Even today, if you walk into the cafe, you will not just notice patrons there for a meal, but you will experience neighbors huddled up to the bar, reading their morning paper. You will find friends gathered off to the side enjoying the comforts as if it was their own home. Behind the counter, Elliott’s staff may be in the background but their importance is just as critical as they are always checking in on people and catching up on their daily lives. If you did not know better, you would swear you walked into some small town restaurant where everyone knows everyone else and hospitality reigns. It’s a perfect reaction as the cafe has taken on just as much a vitality as the city it resides in.

Customers belly up to the bar to catch up on life in the city (Photo by Gary Mead).

Customers belly up to the bar to catch up on life in the city (Photo by Gary Mead).

For the past month, the cafe has undergone various renovations, striping out an entire room filled with shelves of magazines, papers, books, candy, tobacco products, everything you would expect to find at any city newsstand. It gave the appearance that the stand was closing down, when in reality it was only gaining a rebirth.

For Elliott the magazine side was simply a “labor of love” for all who was involved. They held on as long as they could, but as chain bookstores like Borders and Barnes and Noble reached out to stock a larger collection of magazines and the economy started to take a nosedive, it became more apparent that publishing companies began having issues, inflation began taking place on the overhead price of the magazine, and purchasing a magazine went from being a commodity to a luxury.

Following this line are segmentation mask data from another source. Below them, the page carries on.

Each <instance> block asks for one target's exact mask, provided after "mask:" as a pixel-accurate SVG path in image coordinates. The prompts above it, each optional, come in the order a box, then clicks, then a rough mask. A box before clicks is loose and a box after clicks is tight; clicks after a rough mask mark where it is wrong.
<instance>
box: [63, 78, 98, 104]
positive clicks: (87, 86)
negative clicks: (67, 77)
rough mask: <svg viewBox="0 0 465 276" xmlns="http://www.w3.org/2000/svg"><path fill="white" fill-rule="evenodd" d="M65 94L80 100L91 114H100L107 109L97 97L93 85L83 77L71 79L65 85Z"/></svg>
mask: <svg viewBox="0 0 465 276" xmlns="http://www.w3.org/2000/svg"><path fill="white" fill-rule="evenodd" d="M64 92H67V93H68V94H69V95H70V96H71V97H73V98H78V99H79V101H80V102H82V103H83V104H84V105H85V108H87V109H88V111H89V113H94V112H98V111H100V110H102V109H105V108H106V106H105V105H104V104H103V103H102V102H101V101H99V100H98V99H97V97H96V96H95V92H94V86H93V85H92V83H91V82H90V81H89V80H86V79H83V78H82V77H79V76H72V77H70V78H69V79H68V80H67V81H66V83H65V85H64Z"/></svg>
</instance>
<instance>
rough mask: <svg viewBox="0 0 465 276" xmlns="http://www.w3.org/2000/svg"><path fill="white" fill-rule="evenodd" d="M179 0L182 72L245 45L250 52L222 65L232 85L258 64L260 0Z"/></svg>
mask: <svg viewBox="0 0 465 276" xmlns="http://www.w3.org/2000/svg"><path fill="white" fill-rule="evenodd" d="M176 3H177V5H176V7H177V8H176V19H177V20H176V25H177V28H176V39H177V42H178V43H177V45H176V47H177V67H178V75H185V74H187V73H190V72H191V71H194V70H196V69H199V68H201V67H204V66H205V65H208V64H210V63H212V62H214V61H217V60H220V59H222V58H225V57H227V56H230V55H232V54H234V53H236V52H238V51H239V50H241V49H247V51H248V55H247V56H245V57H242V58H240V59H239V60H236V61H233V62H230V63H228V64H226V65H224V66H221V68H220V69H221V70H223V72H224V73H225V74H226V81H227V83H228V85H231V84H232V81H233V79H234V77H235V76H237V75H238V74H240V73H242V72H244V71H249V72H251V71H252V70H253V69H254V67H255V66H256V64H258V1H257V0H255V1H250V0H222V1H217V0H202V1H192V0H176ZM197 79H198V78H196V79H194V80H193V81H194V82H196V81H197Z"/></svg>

The biggest blow was when the distribution company fueling the magazines declared bankruptcy. That was a clear indication for him to make the transition, which made sense as the real estate it takes to house 1600 magazines was keeping the cafe area limited in space.

“When the cafe gets busy, we get really busy,” Elliott said. “We have very limited seating. People would walk by and think the place if full and keep on walking. What it came down to is that we needed more room.”

That extra room will not only fulfill that coffee shop-style vibe, where people can plug up their laptops, connect to the free wifi or enjoy the atmosphere, but it will also create a space where they can offer some live music.

“It was Crazy Al’s way back before John Hiatt played there,” he continued. “It’s the perfect environment for musicians to perform an intimate, more relaxed show.”

As the clutter is cleaned and the smell of new paint dissipates, you can be sure that there will be something creative and eclectically unique going on at the cafe. Even as the landscape is changing outside his shop, Elliott plans to keep it that way, a place for the people.

“We try to support each other and help keep the economy local. It’s businesses trying to help businesses out, and that bond is a good thing.”